Explanation of the seasonal variation of cosmic multiple muon events observed with the NOvA Near Detector
The NOvA Collaboration
TL;DR
The paper addresses the seasonal variation of underground multiple-muon events and shows a robust anticorrelation with the effective atmospheric temperature $T_{eff}$ using 2018–2022 NOvA ND data. It combines a CORSIKA-based seasonal simulation with NOvA detector modeling to demonstrate that an altitude–geometry effect, not muon-decay or meson-interaction biases, drives the phase of the multiple-muon signal. The results reproduce the winter maximum for the NOvA/MINOS near detectors and resolve the long-standing discrepancy with single-muon seasonal behavior, establishing a general criterion where detector size and depth determine the observed phase. The work has implications for modeling cosmic-ray showers and backgrounds in underground experiments and provides a framework to predict seasonal phase shifts based on detector geometry and depth.
Abstract
The flux of cosmic ray muons at the Earth's surface exhibits seasonal variations due to changes in the temperature of the atmosphere affecting the production and decay of mesons in the upper atmosphere.
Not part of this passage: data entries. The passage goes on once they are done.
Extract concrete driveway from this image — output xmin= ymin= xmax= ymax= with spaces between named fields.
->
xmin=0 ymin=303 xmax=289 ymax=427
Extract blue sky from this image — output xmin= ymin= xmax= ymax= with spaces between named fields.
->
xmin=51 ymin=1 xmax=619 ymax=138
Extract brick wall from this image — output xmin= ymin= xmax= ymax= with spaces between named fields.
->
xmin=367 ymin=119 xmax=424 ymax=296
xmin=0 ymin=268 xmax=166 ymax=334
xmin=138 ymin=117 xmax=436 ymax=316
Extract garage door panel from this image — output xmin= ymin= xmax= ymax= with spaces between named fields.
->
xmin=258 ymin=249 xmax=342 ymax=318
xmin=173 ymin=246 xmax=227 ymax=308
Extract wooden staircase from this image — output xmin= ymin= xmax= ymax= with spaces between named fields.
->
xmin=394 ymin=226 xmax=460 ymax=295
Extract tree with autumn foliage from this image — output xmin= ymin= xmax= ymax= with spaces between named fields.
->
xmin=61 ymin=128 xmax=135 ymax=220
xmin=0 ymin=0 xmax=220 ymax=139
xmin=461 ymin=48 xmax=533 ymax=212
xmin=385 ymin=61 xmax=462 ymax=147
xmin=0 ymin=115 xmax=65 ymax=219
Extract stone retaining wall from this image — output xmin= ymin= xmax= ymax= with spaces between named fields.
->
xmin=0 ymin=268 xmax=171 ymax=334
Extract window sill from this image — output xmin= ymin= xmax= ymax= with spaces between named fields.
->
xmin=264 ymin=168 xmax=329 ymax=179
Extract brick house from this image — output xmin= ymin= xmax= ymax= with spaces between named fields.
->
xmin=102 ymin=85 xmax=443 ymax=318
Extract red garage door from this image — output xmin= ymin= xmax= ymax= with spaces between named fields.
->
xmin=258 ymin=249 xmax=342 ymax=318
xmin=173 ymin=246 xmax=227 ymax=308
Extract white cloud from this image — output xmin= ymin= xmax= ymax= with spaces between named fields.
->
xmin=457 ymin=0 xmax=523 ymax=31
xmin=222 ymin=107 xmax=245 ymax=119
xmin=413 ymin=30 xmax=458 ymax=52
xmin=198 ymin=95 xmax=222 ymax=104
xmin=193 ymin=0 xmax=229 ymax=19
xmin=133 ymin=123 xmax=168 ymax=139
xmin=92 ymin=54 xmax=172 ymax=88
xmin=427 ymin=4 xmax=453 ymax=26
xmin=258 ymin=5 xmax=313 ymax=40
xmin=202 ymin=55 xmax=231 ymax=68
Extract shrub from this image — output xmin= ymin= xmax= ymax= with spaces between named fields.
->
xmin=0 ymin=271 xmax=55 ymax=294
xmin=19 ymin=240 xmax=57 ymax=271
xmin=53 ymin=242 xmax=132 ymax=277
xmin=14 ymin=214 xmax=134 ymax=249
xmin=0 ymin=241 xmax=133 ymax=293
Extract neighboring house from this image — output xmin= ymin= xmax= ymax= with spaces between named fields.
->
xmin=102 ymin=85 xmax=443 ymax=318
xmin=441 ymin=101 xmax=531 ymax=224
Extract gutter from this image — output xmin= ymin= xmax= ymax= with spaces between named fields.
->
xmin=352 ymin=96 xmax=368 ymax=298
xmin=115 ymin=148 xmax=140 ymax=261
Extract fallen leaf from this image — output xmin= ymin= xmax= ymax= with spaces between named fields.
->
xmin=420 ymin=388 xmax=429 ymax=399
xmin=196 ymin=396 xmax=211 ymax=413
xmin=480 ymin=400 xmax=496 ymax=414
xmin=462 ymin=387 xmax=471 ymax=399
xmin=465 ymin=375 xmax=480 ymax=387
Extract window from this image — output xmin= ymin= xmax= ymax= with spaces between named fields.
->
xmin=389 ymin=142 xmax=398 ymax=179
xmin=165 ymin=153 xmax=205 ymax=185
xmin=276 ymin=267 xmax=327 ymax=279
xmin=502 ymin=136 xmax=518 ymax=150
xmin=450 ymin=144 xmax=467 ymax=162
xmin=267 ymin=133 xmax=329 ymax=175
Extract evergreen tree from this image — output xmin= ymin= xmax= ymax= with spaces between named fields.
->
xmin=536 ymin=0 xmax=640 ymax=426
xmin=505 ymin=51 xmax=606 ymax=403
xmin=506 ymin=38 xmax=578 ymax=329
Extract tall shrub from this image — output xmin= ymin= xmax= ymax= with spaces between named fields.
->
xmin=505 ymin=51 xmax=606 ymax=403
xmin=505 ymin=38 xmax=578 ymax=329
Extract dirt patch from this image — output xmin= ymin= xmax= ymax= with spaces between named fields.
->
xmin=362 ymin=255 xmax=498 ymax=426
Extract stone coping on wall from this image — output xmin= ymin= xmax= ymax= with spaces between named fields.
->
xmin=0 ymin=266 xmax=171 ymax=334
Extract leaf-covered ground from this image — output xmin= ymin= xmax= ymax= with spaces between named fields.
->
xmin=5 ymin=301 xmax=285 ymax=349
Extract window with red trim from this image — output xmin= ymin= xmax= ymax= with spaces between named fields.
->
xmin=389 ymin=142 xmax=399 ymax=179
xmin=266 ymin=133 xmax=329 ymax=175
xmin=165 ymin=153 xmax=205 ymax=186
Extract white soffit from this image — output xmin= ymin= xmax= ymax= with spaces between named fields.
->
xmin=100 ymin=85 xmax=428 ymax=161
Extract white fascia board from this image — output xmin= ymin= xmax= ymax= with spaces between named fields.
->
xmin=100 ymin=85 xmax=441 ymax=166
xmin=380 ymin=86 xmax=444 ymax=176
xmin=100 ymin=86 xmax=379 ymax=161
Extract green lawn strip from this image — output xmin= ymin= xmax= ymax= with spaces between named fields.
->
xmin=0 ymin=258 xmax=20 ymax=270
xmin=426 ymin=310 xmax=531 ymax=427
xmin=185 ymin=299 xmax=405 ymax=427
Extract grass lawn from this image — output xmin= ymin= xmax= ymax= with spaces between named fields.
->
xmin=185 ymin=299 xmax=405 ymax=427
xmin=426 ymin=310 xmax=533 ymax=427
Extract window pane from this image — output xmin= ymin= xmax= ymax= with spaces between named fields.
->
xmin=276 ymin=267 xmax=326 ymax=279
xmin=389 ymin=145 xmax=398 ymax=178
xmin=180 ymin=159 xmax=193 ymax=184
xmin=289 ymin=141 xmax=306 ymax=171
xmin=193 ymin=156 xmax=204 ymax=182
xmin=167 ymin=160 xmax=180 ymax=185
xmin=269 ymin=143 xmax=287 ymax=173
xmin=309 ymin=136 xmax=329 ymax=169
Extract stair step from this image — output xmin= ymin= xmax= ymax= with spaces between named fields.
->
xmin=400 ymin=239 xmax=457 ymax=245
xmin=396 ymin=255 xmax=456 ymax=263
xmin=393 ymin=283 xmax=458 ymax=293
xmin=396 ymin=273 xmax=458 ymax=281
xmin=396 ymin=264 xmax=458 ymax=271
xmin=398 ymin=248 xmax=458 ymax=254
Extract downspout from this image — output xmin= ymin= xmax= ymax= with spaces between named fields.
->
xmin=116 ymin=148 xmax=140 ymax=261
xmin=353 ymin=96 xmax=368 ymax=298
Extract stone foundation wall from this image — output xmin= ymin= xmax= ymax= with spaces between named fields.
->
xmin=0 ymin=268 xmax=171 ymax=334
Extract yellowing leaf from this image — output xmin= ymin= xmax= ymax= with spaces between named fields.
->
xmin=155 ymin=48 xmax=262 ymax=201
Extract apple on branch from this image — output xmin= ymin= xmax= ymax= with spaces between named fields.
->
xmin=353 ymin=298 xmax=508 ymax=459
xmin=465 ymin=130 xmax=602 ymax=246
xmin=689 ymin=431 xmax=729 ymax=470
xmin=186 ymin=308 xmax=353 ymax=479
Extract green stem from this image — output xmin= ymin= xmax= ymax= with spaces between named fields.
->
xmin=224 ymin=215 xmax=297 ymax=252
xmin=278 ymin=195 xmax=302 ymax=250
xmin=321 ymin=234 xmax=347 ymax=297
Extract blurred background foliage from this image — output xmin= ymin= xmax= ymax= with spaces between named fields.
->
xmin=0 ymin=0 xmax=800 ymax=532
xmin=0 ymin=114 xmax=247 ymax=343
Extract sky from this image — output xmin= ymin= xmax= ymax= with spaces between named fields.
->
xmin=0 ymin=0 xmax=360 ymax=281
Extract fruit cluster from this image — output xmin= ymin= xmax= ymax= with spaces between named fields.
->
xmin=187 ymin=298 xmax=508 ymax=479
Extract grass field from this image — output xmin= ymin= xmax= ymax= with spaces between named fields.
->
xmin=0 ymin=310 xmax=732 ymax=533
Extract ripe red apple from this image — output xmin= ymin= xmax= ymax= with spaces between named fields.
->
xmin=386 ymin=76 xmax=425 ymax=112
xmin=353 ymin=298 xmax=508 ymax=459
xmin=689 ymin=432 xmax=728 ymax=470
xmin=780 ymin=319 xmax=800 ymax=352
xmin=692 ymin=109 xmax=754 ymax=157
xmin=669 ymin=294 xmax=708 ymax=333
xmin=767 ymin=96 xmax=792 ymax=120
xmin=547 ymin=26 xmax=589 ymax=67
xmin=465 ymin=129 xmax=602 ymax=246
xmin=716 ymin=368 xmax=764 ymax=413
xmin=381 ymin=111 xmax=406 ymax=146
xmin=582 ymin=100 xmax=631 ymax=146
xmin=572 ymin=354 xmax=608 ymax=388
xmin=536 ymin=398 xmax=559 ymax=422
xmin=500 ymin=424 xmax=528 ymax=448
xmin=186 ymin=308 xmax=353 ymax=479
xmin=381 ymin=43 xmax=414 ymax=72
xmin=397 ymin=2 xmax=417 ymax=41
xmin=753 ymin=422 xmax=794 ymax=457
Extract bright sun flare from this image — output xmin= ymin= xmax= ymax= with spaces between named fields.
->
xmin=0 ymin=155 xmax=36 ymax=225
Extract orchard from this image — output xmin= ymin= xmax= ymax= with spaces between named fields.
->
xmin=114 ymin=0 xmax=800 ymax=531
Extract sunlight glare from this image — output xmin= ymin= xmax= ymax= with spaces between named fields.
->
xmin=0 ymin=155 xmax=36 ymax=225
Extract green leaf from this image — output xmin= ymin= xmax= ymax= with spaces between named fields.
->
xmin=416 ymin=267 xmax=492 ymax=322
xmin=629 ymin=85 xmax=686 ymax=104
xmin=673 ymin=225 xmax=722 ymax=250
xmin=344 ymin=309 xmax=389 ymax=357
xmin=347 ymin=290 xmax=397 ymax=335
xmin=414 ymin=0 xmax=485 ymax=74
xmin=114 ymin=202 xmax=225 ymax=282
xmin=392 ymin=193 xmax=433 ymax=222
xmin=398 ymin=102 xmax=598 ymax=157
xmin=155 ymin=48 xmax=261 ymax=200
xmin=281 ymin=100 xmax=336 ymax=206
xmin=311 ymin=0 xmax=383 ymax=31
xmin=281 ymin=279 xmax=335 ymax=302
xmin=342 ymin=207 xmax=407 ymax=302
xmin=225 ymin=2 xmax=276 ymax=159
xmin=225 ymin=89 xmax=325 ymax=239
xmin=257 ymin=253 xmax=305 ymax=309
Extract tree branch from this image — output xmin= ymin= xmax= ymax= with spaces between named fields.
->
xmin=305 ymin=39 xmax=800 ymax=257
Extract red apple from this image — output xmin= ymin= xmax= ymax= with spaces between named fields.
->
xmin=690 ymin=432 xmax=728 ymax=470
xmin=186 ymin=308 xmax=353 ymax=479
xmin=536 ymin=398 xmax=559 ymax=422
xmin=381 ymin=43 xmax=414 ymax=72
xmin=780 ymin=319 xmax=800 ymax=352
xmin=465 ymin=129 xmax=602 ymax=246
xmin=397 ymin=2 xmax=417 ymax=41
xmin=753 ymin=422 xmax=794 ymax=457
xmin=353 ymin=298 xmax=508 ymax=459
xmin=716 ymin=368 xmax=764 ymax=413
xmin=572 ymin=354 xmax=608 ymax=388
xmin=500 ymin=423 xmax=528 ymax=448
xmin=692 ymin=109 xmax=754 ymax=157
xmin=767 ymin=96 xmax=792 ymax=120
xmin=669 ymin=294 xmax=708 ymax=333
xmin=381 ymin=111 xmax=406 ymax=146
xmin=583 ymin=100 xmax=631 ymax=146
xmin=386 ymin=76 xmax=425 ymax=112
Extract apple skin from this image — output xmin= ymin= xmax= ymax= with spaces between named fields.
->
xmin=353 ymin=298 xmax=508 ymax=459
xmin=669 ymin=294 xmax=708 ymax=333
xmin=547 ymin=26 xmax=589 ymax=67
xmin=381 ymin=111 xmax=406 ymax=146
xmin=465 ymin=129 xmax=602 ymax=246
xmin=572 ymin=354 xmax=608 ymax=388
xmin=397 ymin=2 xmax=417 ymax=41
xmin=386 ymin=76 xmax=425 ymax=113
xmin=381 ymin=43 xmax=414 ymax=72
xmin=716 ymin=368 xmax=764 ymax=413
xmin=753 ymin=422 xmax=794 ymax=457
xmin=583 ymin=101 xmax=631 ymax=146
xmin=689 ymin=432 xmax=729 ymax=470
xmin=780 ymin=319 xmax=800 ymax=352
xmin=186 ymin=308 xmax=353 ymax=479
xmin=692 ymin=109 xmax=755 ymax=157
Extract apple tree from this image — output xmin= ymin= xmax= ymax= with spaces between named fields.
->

Using 1473 live days of data collected by the NuMI Off-axis $ν_e$ Appearance (NOvA) Near Detector during 2018--2022, we studied the seasonal pattern in the multiple-muon event rate. The data confirm an anticorrelation between the multiple-muon event rate and effective atmospheric temperature, consistent across all the years of data. Previous analyses from MINOS and NOvA saw a similar anticorrelation but did not include an explanation. We find that this anticorrelation is driven by altitude--geometry effects as the average muon production height changes with the season. This has been studied with a CORSIKA cosmic ray simulation package by varying atmospheric parameters, and provides an explanation to a longstanding discrepancy between the seasonal phases of single and multiple-muon events.